Building materials tend to alter slowly over time, so architects generally try to design so that materials stay in pristine condition for as long as possible. However, there are times when the architect plans for materials to transform so that they lose that ‘just built’ look. Unpainted or unanodised aluminium quickly oxidises, clouding its stark shine. Western Red Cedar matures to a distinguished grey in just a few years.
On a recent trip to Helsinki, John Rich visited Aalto’s Finlandia Hall. His initial impressions were that it was clad in white marble with an unusual, yet attractive, basket-weave finish.

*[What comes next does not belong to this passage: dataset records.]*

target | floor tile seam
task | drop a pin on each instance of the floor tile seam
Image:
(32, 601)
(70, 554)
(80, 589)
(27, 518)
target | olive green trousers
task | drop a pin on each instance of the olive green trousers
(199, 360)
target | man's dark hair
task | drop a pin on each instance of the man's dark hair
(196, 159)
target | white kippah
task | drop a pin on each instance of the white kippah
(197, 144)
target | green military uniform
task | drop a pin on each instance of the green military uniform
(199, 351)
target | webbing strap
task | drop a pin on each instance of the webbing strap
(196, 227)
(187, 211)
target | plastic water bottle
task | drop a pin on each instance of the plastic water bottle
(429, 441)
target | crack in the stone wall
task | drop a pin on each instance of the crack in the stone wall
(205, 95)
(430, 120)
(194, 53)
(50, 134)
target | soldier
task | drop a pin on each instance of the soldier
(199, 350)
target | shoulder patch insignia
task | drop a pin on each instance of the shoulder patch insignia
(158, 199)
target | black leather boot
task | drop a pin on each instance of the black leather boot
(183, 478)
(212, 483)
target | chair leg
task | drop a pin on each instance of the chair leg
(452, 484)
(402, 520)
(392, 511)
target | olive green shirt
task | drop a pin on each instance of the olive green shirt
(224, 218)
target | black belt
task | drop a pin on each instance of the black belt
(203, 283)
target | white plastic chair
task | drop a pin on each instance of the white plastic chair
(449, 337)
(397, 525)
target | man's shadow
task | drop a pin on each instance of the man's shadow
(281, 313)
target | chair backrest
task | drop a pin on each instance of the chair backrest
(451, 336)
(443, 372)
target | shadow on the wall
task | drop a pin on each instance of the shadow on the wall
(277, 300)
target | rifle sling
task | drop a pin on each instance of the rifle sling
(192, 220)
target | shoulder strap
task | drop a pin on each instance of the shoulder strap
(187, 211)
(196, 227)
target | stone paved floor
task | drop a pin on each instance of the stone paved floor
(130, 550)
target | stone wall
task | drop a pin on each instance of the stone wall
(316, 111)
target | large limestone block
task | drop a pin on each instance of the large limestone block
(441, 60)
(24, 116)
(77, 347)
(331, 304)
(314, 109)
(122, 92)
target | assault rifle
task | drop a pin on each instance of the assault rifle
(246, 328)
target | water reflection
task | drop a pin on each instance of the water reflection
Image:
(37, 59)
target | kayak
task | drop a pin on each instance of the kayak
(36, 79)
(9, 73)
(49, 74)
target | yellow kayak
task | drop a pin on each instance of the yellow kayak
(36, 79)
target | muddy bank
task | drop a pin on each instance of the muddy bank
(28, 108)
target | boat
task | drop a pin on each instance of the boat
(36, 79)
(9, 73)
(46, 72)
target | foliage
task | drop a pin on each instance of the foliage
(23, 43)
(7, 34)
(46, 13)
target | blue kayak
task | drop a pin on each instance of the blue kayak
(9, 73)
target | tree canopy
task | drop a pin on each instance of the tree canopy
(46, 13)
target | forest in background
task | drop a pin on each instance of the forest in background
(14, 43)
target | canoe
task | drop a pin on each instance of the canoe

It turns out that Finlandia is one of a handful of buildings (The Empire State Building being another), that suffers from ‘thin-stone façade failure’. This basket-weave finish, however, was not one of those planned transformations.
In 1971, within just a few years of Finlandia’s completion, it was noticed that each panel of the thin white marble cladding was bowing. At great expense, all 7,500 sqm of marble was replaced in 1999. By 2009 it was apparent that the new marble cladding was failing in exactly the same way.
It turns out that the bowing effect is due to cycles of hot and cold temperatures. The grains that form the marble dislocate and do not return to their original positions. The outer surface, being more exposed to heat and cold, suffers more greatly, hence the bowing.
Hindsight might suggest that Helsinki was not a great place to use a material that is affected by large changes in temperature; however in this instance there is a delightful lightness to the façade that is really quite rare and beautiful.